Among Republicans, 50 percent would like him to run while 39 percent would not. For independents, 27 percent want him to run and 68 percent do not. Only 9 percent of Democrats want him to run, with 87 percent opposing a run for president.
For Republican Congressman Paul Ryan, 38 percent would like him to run for president with 51 percent opposed. Two out of three Republicans, 65 percent, would like Ryan to run, with 23 percent opposed. Thirty-eight percent of independents want him to run, with 51 percent opposed, and 19 percent of Democrats would like to see Ryan run with 71 percent opposed.
Asked, “Do you think any governor can run for president and still handle their duties as governor?,” 31 percent say “yes,” while 65 percent say no governor could handle both. Among Republicans, 45 percent say a governor can do both while 52 percent say “no.” Independents split 29 percent to 66 percent and Democrats divide 23 percent to 74 percent.
Two-term Democratic state representative Brett Hulsey announced his candidacy for governor in late April. Among registered voters, 87 percent say they haven’t heard of him or don’t know if they have a favorable or unfavorable opinion of him, while 2 percent say they have a favorable and 9 percent an unfavorable impression.

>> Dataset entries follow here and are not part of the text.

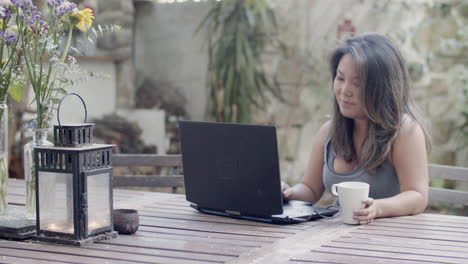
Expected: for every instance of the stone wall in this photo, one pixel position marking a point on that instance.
(169, 55)
(420, 28)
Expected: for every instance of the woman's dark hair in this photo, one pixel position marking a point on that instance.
(384, 95)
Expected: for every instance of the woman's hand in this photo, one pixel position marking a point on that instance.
(366, 215)
(286, 190)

Paired against Walker in a trial heat, and identified as “Brett Hulsey, the Democrat,” Hulsey receives 39 percent to Walker’s 48 percent. Those who say they will vote in the Democratic primary were given the choice of the four candidates currently registered with the Government Accountability Board. In that group, Burke is supported by 66 percent, Hulsey by 3 percent, Hari Trivedi by 1 percent, and Marcia Mercedes Perkins by 1 percent, while 24 percent say they are undecided or don’t know how they would vote.
President Barack Obama’s job approval is at 48 percent with 45 percent disapproval. In March, 47 percent approved and 49 percent disapproved.